Les nouvelles règles du gouvernement en matière de technologie de l’information exigent que les sociétés de médias sociaux utilisent la modération de l’IA pour identifier et supprimer les informations fausses, fausses ou trompeuses liées au gouvernement. En 2020, le gouvernement a émis plus de 9 800 ordres de retrait.

Les sujets de ces commandes comprenaient un BBC documentaire critiquant Modi, critique des politiques du gouvernement en matière de COVID et soutien aux protestations des agriculteurs contre les politiques agricoles de l’Inde.

Le gouvernement a utilisé des enquêtes fiscales, des accusations de terrorisme et des poursuites pénales en diffamation contre ses détracteurs et ses opposants.

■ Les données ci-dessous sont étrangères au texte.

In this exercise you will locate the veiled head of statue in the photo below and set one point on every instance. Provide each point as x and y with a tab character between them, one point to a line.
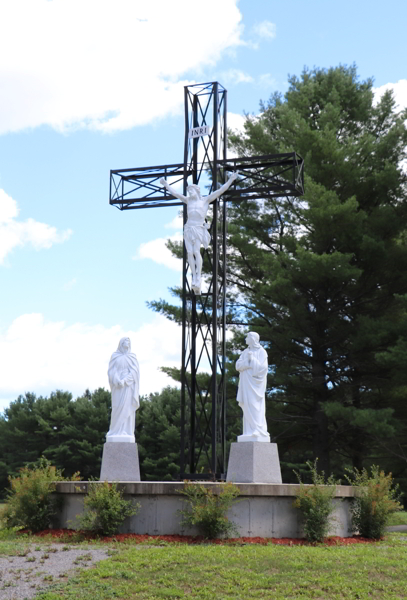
124	345
253	339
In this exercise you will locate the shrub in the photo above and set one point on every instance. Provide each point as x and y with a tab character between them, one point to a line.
105	509
377	499
30	502
315	504
207	511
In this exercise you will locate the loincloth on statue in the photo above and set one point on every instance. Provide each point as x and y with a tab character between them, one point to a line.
194	233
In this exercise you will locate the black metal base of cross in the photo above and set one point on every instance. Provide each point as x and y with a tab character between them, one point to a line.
203	363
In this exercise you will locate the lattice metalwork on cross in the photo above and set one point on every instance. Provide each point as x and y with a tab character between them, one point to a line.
203	356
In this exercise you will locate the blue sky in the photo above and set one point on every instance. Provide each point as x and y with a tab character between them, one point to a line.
92	85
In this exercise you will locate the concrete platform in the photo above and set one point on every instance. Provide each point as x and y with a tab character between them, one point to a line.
254	462
120	462
264	510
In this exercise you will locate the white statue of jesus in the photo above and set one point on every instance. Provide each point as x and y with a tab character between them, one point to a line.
196	229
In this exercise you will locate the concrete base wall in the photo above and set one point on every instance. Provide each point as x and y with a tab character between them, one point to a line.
264	510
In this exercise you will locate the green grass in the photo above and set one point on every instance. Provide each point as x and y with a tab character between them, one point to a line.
211	572
399	518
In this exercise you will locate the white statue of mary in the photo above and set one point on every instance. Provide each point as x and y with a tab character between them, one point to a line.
251	396
124	379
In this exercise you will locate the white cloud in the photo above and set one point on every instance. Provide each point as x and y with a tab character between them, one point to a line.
157	251
176	223
105	64
41	356
399	90
234	76
69	285
14	233
265	29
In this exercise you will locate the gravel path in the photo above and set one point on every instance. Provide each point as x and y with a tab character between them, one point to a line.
22	577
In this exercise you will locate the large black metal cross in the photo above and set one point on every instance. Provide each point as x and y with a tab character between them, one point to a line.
203	365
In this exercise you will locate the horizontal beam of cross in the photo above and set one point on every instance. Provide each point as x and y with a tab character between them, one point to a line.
259	177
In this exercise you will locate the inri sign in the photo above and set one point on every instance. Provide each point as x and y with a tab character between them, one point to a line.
198	131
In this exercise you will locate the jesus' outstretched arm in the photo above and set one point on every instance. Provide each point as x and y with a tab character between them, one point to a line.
171	190
222	189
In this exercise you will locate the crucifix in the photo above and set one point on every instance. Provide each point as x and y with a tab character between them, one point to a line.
203	356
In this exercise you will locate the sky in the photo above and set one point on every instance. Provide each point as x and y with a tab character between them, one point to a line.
92	85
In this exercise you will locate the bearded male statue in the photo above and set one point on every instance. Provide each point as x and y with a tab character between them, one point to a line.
196	228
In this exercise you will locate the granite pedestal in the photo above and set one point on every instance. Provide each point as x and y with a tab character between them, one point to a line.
120	462
254	462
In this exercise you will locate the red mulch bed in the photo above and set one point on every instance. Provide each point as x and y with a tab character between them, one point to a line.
188	539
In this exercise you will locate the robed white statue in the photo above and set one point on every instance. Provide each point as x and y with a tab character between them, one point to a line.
124	380
251	396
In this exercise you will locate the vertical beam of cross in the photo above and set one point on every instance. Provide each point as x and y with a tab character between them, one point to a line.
203	405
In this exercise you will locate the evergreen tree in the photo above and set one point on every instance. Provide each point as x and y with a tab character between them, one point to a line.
69	433
158	435
323	278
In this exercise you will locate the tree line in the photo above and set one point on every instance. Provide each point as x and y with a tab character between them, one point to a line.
323	280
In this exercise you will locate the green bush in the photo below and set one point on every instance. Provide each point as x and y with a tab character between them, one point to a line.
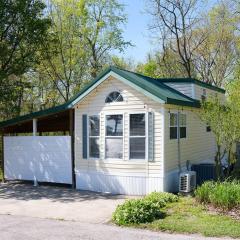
161	198
142	210
202	193
224	195
136	211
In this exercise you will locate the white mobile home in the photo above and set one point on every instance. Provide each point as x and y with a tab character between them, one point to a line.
128	134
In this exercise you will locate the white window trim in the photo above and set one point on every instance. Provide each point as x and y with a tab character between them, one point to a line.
178	131
146	137
117	103
88	136
105	136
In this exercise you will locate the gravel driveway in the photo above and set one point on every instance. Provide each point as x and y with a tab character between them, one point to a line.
57	203
27	228
57	213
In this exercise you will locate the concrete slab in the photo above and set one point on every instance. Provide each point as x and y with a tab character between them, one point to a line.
57	203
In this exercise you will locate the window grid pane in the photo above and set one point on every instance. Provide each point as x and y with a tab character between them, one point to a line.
173	125
137	139
137	148
114	125
114	136
137	124
94	133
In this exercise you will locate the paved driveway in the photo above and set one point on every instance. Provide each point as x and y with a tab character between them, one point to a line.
57	203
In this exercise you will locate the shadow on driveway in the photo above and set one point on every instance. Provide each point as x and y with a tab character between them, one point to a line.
26	191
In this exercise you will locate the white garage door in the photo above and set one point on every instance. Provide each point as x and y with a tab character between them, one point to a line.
47	159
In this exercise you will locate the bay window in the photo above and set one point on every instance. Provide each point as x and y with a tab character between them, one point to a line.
137	136
94	133
174	125
114	136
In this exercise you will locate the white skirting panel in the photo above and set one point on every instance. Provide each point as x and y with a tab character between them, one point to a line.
45	158
117	184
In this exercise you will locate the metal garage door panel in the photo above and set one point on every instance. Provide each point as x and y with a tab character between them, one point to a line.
46	158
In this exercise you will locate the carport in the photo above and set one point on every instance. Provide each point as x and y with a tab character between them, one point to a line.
40	146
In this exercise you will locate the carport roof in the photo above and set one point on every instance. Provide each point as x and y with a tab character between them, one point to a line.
153	86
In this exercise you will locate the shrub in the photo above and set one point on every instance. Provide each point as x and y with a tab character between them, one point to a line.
202	193
224	195
136	211
161	198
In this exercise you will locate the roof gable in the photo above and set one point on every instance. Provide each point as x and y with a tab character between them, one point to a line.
149	86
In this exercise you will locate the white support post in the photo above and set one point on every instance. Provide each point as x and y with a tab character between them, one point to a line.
34	127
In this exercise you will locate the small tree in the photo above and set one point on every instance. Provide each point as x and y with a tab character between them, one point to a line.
225	124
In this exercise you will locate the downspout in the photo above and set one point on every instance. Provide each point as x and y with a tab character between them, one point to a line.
179	143
72	135
2	165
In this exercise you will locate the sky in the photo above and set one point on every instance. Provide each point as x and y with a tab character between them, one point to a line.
136	29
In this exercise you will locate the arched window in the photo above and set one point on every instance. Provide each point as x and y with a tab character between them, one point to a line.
114	97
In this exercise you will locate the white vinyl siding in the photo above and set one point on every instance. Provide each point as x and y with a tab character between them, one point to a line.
134	102
198	146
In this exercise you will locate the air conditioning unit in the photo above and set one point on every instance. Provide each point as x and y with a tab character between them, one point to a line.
187	181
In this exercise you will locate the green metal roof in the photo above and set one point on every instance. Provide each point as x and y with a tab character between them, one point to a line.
155	87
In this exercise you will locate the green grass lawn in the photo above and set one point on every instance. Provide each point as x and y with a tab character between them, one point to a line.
187	216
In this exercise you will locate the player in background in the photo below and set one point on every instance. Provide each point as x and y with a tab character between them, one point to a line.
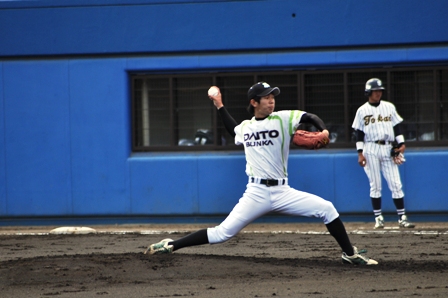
266	139
377	126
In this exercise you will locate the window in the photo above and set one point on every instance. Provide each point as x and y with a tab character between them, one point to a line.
173	112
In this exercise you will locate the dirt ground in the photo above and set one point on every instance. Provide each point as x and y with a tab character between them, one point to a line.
264	260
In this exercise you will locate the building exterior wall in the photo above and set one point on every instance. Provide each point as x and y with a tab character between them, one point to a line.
65	99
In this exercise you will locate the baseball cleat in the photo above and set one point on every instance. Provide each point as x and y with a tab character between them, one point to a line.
405	223
379	222
357	258
161	247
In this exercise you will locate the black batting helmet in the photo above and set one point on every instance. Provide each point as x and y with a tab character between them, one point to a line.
373	84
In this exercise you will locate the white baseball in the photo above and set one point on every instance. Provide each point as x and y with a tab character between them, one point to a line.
213	91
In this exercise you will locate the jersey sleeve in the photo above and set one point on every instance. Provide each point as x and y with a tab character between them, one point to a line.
396	118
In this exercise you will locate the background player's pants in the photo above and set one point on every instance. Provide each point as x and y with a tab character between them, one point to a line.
379	161
259	200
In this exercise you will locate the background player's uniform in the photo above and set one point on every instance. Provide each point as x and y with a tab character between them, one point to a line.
377	124
263	141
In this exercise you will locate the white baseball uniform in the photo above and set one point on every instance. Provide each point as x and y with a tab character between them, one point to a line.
377	123
266	144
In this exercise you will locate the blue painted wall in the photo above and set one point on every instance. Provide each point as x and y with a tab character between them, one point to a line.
65	99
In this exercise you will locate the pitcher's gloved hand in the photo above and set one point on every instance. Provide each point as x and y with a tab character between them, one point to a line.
310	139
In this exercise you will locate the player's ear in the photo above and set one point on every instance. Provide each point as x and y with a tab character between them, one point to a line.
253	102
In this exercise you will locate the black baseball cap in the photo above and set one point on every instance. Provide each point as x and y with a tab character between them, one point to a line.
261	89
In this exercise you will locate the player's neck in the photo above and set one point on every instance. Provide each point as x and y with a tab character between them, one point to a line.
375	103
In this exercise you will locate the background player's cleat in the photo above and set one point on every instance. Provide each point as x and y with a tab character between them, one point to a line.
159	248
405	223
379	222
357	258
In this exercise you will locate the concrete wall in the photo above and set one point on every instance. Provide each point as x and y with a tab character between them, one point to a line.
65	99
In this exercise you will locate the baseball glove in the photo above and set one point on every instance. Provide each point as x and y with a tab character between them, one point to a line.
397	156
310	140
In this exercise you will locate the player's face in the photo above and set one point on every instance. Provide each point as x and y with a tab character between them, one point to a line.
376	96
266	106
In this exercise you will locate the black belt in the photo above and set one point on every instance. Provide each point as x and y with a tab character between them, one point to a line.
269	182
381	142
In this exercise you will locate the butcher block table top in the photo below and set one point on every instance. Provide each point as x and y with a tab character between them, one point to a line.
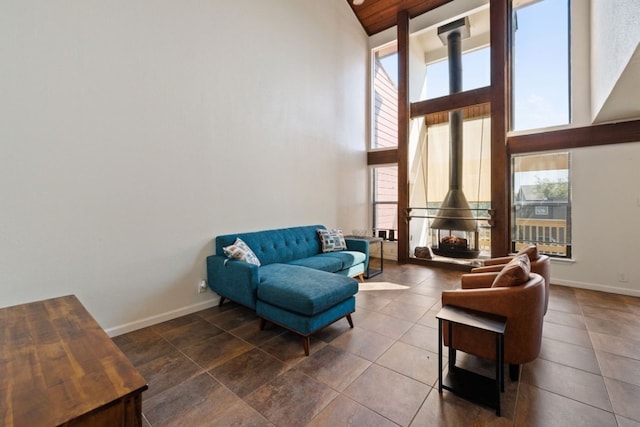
58	367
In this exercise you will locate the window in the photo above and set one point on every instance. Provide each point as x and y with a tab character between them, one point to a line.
540	64
542	203
385	98
385	199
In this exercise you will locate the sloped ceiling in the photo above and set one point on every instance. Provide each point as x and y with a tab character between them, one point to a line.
378	15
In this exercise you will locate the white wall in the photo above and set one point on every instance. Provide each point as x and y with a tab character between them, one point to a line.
134	132
606	220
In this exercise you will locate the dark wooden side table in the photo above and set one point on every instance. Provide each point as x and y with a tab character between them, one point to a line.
466	384
59	368
372	272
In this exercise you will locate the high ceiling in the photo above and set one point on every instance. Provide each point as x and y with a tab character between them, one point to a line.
378	15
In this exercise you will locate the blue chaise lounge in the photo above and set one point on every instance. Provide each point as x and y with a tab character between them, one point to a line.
294	277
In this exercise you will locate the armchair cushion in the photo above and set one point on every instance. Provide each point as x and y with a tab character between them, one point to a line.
522	306
531	251
515	273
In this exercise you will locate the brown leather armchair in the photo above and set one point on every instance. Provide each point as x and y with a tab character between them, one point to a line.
522	305
540	264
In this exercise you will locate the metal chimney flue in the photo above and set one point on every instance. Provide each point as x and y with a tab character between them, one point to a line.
455	212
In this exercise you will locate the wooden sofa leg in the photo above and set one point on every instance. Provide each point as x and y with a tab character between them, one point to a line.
305	343
350	320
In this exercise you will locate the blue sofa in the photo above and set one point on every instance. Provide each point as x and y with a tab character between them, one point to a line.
297	285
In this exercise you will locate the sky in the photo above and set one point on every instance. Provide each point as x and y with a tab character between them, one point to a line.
541	67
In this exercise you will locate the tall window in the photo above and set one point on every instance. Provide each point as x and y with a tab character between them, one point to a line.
385	98
541	64
542	203
385	199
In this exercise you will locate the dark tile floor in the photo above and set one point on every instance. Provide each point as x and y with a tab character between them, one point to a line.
216	368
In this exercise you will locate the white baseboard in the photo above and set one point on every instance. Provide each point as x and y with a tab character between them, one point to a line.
597	287
163	317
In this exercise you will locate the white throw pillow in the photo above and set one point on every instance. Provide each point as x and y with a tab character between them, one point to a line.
241	251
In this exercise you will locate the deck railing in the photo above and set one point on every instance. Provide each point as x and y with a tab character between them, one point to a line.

Les tribunaux rejettent souvent des affaires (comme celle de Rahul Gandhi) sur la base de lois qui criminalisent l’expression pacifique. Mais leur bilan est inégal et la longueur de la procédure judiciaire impose de lourdes sanctions financières et personnelles aux accusés. Cela conduit de nombreuses personnes à retirer leurs commentaires – avec des effets dissuasifs sur la liberté d’expression.

Considérée comme la plus grande démocratie du monde, l’Inde risque de devenir la plus grande autocratie du monde, avec des conséquences pour le monde entier.